Spoilers! Animal Farm Ch. 8

Chapter 8

No animal shall kill another animal *without cause*, the commandment now reads.

The windmill is completed, but Napoleon's trade deal with a neighboring farm goes bad--they were tricked and Farmer Frederick paid with forged money! No sooner than the animals learn this than they are under attack by Frederick and a group of men. The men blow up the windmill and kill several animals before they are finally overwhelmed and run out. Everyone is dismayed but the pigs initiate celebrations and extra rations for all for their victory in the Battle of the Windmill, and their sorrows are soon forgotten.

After a night of drinking and hangovers, Napoleon decides the farm should grow barley and have a distillery where they had formerly set aside pastures for the elderly to graze. Oh, and that particular commandment forbidding booze has been secretly amended too: No animal shall drink alcohol *to excess*.

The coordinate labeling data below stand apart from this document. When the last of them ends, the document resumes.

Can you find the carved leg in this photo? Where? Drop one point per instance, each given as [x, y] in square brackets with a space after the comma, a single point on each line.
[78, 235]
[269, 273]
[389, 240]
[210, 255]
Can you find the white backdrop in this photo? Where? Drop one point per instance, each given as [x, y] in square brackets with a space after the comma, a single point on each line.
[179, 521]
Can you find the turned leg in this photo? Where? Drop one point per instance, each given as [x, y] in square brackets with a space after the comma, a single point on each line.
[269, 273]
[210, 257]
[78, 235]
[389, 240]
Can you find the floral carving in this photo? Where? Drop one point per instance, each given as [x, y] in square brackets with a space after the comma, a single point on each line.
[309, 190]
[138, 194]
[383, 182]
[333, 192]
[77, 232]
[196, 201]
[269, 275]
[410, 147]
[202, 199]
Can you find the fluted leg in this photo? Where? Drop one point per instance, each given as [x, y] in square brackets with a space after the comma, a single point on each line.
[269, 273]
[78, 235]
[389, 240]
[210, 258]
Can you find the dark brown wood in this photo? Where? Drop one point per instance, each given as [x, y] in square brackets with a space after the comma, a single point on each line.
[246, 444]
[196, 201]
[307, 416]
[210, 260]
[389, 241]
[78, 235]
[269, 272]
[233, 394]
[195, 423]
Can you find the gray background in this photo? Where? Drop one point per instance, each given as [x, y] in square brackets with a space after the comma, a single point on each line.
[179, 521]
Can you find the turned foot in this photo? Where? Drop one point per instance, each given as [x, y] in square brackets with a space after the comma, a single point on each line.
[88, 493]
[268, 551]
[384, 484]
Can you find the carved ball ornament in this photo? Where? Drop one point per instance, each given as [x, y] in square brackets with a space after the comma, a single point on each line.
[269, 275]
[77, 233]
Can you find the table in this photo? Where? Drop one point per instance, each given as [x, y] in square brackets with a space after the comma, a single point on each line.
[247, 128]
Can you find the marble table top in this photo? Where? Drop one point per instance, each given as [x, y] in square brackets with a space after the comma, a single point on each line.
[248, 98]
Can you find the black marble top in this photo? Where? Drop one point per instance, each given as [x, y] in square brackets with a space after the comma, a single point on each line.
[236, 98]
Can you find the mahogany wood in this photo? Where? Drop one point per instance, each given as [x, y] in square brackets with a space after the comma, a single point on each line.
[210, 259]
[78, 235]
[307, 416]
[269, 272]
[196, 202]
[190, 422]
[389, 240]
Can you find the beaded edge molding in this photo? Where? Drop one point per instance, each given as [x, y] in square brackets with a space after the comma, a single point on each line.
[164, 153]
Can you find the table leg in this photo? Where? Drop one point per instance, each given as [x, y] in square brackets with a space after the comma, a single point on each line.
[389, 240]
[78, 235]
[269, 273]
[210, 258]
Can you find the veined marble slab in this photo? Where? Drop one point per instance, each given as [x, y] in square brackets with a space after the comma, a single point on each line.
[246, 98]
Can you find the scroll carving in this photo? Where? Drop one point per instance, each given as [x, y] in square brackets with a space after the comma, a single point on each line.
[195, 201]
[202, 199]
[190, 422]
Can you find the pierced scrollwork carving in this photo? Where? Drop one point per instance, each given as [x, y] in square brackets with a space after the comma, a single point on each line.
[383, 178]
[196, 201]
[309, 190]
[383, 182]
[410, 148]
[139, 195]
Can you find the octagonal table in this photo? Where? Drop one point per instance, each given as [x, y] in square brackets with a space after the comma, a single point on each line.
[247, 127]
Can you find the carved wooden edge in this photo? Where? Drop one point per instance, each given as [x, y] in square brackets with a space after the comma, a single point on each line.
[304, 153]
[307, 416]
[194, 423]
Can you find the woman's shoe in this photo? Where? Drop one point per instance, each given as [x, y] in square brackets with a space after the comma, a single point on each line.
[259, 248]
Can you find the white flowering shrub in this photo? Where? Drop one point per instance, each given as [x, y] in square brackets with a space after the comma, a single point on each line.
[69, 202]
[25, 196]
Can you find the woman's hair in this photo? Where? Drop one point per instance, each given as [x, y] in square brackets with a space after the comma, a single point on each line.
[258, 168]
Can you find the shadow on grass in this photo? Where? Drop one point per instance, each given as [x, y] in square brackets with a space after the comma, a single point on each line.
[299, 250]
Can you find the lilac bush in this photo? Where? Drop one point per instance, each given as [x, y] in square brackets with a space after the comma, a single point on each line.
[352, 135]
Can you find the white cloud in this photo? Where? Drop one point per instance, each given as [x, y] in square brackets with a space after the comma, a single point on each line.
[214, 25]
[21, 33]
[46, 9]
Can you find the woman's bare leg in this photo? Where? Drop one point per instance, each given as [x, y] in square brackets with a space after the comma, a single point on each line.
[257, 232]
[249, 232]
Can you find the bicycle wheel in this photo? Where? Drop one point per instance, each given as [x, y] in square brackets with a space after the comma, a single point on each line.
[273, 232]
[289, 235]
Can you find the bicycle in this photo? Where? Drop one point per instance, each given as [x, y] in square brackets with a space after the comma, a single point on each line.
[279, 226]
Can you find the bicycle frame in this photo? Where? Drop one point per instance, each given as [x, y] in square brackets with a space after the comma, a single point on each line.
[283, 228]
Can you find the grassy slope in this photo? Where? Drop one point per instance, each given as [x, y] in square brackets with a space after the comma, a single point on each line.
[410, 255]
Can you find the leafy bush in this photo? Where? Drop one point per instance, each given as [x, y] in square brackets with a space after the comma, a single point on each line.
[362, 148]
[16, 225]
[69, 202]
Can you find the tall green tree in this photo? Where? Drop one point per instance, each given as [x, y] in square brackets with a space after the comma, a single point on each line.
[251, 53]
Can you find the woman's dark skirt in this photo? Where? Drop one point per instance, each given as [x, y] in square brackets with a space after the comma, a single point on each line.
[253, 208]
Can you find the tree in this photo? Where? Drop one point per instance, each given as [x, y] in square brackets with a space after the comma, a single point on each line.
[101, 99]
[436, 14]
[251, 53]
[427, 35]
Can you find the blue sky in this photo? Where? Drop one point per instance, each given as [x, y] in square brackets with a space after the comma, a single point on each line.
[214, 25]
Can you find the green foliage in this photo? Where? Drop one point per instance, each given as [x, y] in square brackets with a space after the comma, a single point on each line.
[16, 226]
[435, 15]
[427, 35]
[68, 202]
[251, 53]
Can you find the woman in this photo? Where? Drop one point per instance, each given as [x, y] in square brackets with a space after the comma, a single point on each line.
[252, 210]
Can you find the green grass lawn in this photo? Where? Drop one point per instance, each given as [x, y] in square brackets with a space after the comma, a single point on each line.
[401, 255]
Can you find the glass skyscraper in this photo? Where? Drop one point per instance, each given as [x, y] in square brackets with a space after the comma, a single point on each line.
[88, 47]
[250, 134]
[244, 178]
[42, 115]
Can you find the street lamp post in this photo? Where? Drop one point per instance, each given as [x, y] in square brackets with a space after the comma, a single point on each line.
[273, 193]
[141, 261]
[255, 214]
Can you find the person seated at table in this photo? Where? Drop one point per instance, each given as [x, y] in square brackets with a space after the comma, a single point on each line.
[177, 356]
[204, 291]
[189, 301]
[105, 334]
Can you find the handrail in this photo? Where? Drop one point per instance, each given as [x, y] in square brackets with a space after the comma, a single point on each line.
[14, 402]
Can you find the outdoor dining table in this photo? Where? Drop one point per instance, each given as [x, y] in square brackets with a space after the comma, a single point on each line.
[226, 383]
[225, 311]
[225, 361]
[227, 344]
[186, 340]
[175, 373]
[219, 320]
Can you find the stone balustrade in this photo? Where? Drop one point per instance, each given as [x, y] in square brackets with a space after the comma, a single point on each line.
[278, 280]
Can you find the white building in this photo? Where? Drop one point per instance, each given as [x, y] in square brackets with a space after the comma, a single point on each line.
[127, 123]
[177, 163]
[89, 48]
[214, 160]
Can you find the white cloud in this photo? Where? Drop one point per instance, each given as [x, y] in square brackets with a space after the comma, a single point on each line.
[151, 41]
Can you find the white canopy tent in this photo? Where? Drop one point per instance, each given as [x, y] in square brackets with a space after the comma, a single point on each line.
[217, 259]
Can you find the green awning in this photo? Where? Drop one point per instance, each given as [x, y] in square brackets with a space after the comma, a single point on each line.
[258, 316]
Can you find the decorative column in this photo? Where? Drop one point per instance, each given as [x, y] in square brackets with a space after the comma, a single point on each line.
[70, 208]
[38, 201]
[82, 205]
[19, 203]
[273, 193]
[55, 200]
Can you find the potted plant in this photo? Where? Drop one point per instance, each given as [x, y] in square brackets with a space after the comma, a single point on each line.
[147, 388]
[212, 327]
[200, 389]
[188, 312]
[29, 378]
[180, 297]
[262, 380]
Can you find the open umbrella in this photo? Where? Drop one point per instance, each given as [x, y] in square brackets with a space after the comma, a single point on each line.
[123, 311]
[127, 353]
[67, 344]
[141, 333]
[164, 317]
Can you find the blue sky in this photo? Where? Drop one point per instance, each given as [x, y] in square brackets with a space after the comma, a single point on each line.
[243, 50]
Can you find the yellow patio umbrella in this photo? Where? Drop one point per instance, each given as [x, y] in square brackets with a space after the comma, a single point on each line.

This chapter clustered many events together and seemed to run through them as though time and word count was of the essence. Of course, this is chapter 8 of 10, so things will have to wrap up quickly over the next two chapters. I'm concerned this will lead to an abrupt or pat ending.

Anyhow, Clover (the mare) is something of the conscience. She's the most suspicious about the commandments being broken, but she can't read, and when she asks another animal to, they find the altered version and have to concede they misremembered.

Boxer is more questioning but only out of ignorance. "If Napoleon says so, then it's so" is all he needs as reassurance.

In one light, I read the successive pig leaders as one regime getting worse. But the differences between them are there and distinct. Old Major was illustrated as wise and benevolent, prophetic. Snowball was ambitious, charismatic, shrewd. Napoleon is reclusive and cruel.

Squealer is Napoleon's main mouthpiece, and in an aside, turns out to be altering the commandments under cover of night, though the other animals don't understand that.

Then there's the old donkey Benjamin, who seems to know what's up but isn't the least bit inclined to say or do anything about it yet, except to nod knowingly at the corruption around him. He wasn't enthusiastic about the rebellion in the beginning either. You know. Like how some old folk be sometimes. Doubtful he'll be the one to expose the corruption. Doubtful there'll be any exposé, but we'll see. My money is on Animal Farm collapsing under its own unsustainable conditions. Humans may not reclaim it, but I'm not too sure the animals will be able to reorganize.